One of the coolest things about Chinese characters is their basis in practical reality. They‘re like hieroglyphics (perhaps they are hieroglyphics) -sketches of real things put together to tell a story. For example, when I’m in the valley of decision (trying to figure out which bathroom is for dudes) I need to look for a drawing of a field that includes the pen-stroke for strong. “Field Strong,” that’s “man.” The symbol for woman is harder to read, I think it’s “nag strong.”
There’s a lot of history in the characters too, some of which will really make your socks go up and down if you’re a fan of the books of Moses: the symbol for “covet” is a woman between two trees, the symbol for “boat” indicates a vessel and eight people. All this in atheist China, crazy huh?
Today we arrived in Beijing and introduced ourselves to the city’s infamous public transit system. Since arriving in Asia it’s been my dream to see the Packers in action (actually I did catch a few minutes of a Greenbay game on TV in Bangkok’s U.S. embassy waiting room, but that’s not the kind of Packers I’m referring to). The Packers are the people who are employed by the subway system to physically compress crowds in order to fit them onto trains. Today I not only got to see them working, I got packed!! I was the last person on one of the cars and that little packer pushed her hardest (yeah it was a girl, and she really had to lean into me) to make my shape fit the shape of the empty space remaining on the car.

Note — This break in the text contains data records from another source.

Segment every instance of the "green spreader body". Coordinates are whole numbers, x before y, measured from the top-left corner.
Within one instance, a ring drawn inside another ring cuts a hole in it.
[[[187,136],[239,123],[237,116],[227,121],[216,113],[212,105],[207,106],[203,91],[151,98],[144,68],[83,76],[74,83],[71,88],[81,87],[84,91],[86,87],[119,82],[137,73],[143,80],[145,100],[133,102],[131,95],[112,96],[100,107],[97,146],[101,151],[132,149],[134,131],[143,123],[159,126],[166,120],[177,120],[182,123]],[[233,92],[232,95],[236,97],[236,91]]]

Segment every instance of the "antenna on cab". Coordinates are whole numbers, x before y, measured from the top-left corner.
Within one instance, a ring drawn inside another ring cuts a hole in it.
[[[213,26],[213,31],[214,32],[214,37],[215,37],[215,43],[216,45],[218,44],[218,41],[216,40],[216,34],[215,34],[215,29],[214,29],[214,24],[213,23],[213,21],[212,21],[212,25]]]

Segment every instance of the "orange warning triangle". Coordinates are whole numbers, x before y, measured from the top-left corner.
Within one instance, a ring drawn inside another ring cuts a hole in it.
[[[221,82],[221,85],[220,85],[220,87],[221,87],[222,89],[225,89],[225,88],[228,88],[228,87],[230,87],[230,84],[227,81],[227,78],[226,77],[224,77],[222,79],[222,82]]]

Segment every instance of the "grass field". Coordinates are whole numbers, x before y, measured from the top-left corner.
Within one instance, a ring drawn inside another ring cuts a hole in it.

Funny situations arise when people are in such close proximity. Breath is particularly noticeable when you end up in the front-to-front position (a position Americans customarily reserve for making out). It’s hard to figure out which air is yours to breath and which is theirs. Where should you look? What if they’re breath isn’t so bad and you wind up being attracted to them? Should you tell them or just try to remain aloof, all the while enjoying their closeness?
One guy sneezed all over his three friends. They would have liked to reach up and wipe millions of tiny snot rockets off of their necks and faces, and to beat their friend in atonement for his iniquity, but their arms were irremovably pinned to their sides by their neighbors in the train (I was one of those neighbors and narrowly avoided the blast zone). If the first guys arms hadn’t been pinned perhaps the whole ordeal could have been avoided by a well-placed hand over his sneezer.
Getting off the subway is the process of birth: Proper pushing, squeezing, and breathing must all be used to make it from the middle of the subway car to the door. Fortunately the “one child” law in China left a lot of midwives looking for work. Many of them now earn their living holding clinics on rhythmic breathing and other birth-related skills that equip people for success in moving small masses of human flesh through narrow openings in larger masses of human flesh. And what a worthy work, what is life but such movement?
Speaking of movement I’m glad I won‘t have to move far for the next few days. We’re taking a train to Mongolia, but there’s no train until this weekend, so we wait. For a person who does a lot of “passing by” it’s wonderful to stop for a bit, find a place to sit, and let the rest of the world do the passing.